Robert J. MacG. Dawson wrote: And, as you know, there are still scales, almost a century later, on which its predictions are unsatisfactory. For us ignorant of these, please explicate. thanks jim
Eduardo Dubuc wrote:
Well Robert,
1)
Well, Einstein was not "trying to"; he was using it, and presented this use as an accomplished fact.
...
General relativity was born with differential geometry; it has no meaning without differential geometry. String theory was already there when a category theory approach began.
Sorry, Eduardo! That's a little oversimplified. See, for instance, section 17.7 of Misner, Thorne, and Wheeler's "Gravitation", among other references.

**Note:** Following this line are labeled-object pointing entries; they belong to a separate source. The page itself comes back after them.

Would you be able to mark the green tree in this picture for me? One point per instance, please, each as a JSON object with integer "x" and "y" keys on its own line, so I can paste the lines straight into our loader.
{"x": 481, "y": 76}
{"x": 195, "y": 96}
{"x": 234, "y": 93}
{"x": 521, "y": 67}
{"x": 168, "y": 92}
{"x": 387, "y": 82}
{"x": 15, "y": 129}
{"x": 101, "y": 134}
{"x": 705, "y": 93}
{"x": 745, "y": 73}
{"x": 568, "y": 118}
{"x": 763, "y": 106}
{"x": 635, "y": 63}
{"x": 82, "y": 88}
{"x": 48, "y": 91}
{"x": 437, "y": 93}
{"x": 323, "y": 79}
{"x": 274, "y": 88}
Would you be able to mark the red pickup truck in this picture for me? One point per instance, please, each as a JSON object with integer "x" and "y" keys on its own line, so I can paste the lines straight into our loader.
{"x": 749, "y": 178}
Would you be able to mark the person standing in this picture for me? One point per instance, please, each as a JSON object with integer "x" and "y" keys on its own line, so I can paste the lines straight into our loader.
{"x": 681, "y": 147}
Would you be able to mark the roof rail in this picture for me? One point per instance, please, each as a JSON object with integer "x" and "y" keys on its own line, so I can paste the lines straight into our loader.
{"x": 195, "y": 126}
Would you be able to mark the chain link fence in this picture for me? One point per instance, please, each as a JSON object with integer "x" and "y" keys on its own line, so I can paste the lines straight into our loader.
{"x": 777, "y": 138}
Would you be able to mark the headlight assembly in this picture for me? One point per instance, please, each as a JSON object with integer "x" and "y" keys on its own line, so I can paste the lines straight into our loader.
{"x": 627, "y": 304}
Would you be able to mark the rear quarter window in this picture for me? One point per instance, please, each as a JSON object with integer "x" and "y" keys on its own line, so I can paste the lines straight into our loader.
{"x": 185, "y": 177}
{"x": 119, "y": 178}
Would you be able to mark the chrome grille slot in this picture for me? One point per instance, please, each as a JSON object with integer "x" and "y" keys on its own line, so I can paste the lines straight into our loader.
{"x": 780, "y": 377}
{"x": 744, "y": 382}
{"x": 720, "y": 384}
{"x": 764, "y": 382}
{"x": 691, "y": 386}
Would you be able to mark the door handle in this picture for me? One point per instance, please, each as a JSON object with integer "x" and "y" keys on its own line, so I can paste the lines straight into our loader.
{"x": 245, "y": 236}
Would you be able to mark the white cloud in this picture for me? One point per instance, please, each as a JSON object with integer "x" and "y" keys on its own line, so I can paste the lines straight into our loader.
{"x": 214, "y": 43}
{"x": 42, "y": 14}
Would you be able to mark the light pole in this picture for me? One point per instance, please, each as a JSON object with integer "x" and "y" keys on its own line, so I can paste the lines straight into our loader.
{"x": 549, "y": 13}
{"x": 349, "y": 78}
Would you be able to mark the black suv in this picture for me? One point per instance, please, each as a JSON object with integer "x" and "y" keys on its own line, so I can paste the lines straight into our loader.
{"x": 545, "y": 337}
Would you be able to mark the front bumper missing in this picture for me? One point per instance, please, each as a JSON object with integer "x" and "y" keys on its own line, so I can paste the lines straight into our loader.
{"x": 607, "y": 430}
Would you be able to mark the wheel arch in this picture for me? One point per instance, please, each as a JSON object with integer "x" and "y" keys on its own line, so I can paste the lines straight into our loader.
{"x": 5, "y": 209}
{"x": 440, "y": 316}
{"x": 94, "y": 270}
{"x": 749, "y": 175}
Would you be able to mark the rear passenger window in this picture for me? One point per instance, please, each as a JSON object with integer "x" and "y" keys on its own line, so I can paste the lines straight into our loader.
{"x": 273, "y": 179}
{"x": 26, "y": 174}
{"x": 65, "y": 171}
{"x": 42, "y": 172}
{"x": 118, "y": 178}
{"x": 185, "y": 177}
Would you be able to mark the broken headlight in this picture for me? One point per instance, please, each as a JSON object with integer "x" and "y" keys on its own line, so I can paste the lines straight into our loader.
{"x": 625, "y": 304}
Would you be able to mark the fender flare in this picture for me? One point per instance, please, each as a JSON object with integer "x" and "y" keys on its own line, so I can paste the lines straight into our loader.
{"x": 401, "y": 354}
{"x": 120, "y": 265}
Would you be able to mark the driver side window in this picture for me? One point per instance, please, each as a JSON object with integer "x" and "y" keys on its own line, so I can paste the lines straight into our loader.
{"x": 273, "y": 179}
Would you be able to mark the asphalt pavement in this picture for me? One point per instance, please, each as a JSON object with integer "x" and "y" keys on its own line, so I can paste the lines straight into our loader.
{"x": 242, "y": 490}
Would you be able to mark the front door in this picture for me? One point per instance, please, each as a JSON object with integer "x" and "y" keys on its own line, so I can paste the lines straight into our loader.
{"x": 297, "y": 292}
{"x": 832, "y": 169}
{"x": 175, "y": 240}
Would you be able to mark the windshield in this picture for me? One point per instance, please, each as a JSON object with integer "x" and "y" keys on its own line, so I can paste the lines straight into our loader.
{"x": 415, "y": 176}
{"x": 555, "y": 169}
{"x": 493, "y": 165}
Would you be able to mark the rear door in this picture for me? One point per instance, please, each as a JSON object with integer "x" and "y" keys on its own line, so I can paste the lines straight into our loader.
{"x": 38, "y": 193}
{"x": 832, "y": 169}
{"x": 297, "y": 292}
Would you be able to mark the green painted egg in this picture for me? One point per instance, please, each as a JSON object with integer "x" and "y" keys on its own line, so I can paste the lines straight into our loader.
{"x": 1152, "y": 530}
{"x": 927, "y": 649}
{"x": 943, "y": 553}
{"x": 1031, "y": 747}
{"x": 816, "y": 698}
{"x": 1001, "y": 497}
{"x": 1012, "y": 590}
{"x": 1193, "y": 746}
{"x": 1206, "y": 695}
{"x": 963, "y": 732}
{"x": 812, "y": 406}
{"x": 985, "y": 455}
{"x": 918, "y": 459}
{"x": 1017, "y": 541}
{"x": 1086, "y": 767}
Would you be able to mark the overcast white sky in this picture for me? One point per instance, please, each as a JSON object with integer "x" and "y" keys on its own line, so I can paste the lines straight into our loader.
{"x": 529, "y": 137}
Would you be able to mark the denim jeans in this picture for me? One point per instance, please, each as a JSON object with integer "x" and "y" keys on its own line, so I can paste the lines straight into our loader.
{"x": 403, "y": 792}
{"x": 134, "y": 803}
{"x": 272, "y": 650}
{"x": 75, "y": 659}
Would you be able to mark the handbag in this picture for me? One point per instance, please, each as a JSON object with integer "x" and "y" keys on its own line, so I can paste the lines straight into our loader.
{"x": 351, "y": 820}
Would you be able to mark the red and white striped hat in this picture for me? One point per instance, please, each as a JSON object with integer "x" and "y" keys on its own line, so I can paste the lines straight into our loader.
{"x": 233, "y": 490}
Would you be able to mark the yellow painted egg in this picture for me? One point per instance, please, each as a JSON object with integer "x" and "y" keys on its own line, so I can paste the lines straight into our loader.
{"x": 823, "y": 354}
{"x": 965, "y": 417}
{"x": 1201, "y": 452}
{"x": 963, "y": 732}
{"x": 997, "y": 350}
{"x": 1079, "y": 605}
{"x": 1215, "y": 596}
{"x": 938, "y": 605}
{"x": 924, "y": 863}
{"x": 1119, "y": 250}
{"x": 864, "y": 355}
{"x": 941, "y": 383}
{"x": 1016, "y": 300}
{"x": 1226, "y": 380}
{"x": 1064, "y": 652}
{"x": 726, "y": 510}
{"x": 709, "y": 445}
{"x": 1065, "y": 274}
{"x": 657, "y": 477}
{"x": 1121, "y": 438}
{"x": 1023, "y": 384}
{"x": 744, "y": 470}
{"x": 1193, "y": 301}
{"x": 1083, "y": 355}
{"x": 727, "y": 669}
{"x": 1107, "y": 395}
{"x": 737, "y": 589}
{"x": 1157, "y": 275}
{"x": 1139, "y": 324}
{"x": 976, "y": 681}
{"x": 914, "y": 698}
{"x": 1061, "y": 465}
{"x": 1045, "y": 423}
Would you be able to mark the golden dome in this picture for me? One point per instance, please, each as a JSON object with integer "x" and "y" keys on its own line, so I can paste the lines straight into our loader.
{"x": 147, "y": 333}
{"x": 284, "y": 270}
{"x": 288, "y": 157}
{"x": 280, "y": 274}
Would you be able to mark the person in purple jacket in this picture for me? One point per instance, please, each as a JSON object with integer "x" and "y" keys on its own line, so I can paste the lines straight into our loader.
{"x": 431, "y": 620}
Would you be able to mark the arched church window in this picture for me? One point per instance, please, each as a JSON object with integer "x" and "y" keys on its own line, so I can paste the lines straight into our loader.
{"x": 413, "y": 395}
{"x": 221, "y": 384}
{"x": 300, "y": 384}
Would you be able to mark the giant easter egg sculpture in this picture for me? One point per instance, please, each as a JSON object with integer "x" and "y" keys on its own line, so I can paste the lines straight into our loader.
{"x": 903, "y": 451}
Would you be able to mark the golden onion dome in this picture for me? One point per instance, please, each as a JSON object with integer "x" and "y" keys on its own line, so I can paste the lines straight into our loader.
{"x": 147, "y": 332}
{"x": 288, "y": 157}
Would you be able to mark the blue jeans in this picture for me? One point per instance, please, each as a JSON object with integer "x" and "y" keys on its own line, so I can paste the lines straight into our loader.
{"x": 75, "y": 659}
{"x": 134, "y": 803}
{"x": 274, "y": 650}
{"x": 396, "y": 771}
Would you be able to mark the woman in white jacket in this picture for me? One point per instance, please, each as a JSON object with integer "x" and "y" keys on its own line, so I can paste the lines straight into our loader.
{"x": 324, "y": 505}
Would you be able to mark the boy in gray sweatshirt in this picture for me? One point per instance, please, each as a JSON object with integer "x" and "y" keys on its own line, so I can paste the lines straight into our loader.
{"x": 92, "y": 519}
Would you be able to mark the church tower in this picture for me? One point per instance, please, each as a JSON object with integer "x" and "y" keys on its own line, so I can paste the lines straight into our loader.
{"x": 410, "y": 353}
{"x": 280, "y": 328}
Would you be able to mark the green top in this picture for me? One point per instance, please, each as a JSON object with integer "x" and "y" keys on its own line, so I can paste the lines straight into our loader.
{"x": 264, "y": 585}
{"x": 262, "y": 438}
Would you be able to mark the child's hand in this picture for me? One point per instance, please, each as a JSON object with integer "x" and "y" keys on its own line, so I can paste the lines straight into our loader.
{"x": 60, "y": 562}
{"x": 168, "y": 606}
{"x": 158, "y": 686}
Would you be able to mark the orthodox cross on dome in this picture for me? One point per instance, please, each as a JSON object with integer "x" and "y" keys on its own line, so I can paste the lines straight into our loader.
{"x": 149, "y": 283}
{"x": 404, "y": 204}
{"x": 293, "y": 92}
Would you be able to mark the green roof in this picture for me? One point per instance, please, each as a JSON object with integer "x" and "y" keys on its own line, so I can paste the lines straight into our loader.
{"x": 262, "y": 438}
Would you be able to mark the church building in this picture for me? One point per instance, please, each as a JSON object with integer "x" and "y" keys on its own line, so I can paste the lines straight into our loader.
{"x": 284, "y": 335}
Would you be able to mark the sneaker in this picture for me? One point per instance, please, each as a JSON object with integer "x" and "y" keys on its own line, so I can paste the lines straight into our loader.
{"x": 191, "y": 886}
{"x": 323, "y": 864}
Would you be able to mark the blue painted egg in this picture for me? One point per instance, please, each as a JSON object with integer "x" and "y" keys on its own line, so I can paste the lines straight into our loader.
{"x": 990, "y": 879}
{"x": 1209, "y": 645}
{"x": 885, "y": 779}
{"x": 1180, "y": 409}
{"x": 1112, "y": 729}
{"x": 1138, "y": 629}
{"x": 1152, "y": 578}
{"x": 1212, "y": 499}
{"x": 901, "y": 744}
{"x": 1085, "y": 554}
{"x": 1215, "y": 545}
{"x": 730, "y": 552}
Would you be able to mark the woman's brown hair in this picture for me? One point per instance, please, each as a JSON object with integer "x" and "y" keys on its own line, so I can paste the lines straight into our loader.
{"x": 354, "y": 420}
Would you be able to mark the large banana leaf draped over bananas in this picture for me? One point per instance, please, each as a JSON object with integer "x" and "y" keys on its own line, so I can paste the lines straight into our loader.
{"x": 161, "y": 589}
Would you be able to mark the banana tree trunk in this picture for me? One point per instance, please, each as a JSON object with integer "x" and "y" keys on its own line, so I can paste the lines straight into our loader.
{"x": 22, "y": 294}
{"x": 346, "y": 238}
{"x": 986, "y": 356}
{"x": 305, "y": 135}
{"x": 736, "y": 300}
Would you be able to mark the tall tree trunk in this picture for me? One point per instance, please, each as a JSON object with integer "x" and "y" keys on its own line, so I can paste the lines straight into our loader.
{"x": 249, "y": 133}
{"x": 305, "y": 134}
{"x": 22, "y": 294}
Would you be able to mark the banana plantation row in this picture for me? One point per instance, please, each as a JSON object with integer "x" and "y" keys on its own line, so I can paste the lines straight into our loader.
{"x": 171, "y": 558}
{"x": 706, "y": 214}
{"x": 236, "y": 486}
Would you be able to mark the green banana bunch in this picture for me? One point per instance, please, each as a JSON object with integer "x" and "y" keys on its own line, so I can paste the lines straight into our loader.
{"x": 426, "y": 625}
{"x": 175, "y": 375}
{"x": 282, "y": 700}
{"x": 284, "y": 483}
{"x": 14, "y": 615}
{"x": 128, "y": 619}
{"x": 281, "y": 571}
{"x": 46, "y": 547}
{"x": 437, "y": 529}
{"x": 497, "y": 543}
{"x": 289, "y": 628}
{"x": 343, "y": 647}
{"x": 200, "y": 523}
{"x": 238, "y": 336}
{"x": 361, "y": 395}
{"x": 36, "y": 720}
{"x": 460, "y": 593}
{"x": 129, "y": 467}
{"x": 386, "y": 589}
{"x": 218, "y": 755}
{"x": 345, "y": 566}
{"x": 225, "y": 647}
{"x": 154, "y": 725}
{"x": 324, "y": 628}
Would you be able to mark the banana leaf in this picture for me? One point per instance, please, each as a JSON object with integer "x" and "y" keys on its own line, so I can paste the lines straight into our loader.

General relativity (though of course not in its modern form) goes back to Einstein's formulation of the equivalence principle in 1907 (only two years after special relativity), and the prediction of the gravitational red shift. In 1911 Einstein also predicted the bending of light by massive bodies; this too is intrinsically part of GR.
But it was only in 1912 that he realized that Euclidean geometry awas not compatible with this, and (encouraged by Grossmann and Levi-Civita) started looking at differential geometry as a way to handle non-Euclidean spacetime. Einstein and Grossmann's 1913 attempt at a general relativity theory was wrong; it did not transform correctly. Some time after this, Planck specifically warned him that the differential geometry approach would not work and would not be believed if it did.
In November 1915 Einstein submitted two papers. The first of these explained some observations such as the precession of the perihelion of Mercury, but in other ways made wildly nonphysical predictions (essentially ignoring many of the effects of mass -though this "linearized theory" does have some uses as an approximation) He corrected this soon with a second paper in which he finally got it right. Sort of.
In 1917 Einstein introduced a cosmological constant into his field equations to account for the "fact" that the universe wasn't expanding. In the 1920's he took it out again when it turned out that the universe *was* expanding. Now astronomers think there ought to be one, but with a value very different from what Einstein originally put forward.
So GR got by without differential geometry for five years; and it was another decade or so before it was a mature theory with enough of the bugs out to do what was expected of it. And, as you know, there are still scales, almost a century later, on which its predictions are unsatisfactory.